Often working around the clock in his Indianapolis workshop, Richard Gatling hoped his device would replace the effective but cumbersome canister shot used on the battlefield, where artillery was transformed into a giant shotgun, bringing down swaths of soldiers with each shot, but being slow to load, aim and fire. His gun would be small, portable, easy to load and fire, and would serve the same purpose. A handful of minimally trained operators could hold off entire companies of soldiers.  

He submitted several patents for the Gatling gun, referring to it formally as the “Battery Gun”.  The first was in 1862, with subsequent patents filed in 1865, 1870 and 1872. Although the specifications of the gun changed over time, the original fired .58 caliber bullets at a rate of 200 rounds per minute. The rotating barrels prevented the weapon from overheating and the intuitive hopper feed made loading the weapon a cinch.

Since the gun relied on hand cranking to fire, and not the energy of expelled rounds, it technically isn’t the first automatic weapon, but it filled the same niche and demonstrated the advantages of such a design. Later on, Gatling would reveal an electric motor to replace the hand crank, allowing his gun to fire at a nightmarish rate of 3,000 rounds a minute!

Like other terrible weapons of war, its inventor did not design it in hopes of killing, but to bring the killing to an end. And, like many other terrible weapons of war, that is not what happened. The Civil War ended before the US Army adopted the Gatling gun, apprehensive about its rapid rate of fire, which was considered wasteful.
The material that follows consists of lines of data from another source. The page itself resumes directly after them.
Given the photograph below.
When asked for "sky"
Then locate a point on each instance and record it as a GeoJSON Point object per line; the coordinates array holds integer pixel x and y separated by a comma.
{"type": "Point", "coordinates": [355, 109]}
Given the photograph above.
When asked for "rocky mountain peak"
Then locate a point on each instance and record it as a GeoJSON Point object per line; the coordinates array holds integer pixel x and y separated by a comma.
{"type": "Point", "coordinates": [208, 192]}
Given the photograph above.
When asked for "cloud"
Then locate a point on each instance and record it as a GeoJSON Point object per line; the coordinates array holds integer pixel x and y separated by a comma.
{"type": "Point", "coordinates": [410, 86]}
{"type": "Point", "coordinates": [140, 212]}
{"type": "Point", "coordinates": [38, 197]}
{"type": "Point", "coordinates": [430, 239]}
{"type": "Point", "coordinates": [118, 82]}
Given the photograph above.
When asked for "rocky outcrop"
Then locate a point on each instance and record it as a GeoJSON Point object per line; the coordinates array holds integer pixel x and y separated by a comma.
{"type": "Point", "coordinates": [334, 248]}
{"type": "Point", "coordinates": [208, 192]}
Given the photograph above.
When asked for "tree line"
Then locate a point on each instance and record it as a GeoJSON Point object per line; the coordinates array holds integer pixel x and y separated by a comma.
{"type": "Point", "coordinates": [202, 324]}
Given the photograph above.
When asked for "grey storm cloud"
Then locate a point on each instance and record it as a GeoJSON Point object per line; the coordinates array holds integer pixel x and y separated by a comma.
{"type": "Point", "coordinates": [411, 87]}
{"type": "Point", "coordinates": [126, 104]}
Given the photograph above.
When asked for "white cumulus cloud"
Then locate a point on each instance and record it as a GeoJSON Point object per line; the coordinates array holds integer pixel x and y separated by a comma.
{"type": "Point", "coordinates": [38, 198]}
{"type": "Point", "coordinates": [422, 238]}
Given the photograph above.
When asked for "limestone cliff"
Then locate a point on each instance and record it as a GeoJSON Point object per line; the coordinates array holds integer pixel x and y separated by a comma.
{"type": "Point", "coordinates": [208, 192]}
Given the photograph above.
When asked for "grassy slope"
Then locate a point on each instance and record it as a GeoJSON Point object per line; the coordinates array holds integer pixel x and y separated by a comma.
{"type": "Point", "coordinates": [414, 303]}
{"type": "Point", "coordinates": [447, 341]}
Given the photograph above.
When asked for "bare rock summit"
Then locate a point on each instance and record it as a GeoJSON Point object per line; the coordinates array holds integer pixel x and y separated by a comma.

After the Civil War, Richard Gatling’s invention founds use on American naval vessels, in South America and Canada. The expansion of the British empire into Africa and India is largely due to the Gatling gun and Russia alone deployed hundreds of them to Asia to subjugate bands of nomads. To Richard Gatling’s dismay, his weapon to end wars became a weapon of dominance and colonialism.

BRITISH TROOPS IN AFRICA, 1879

Eventually, the Gatling gun’s carriage and size became a liability for moving armies, and it was replaced by the Colt-Browning M1895, a tripod-mounted automatic gun capable of 450 rounds per minute. Gatling turned away from war machines and instead occupied himself with a variety of different inventions, improving bicycles, textile machinery and pneumatic devices.

Richard Gatling died in 1903 at the age of 84 in New York City. His body was returned to Indianapolis, where he was buried at the Crown Hill Cemetery.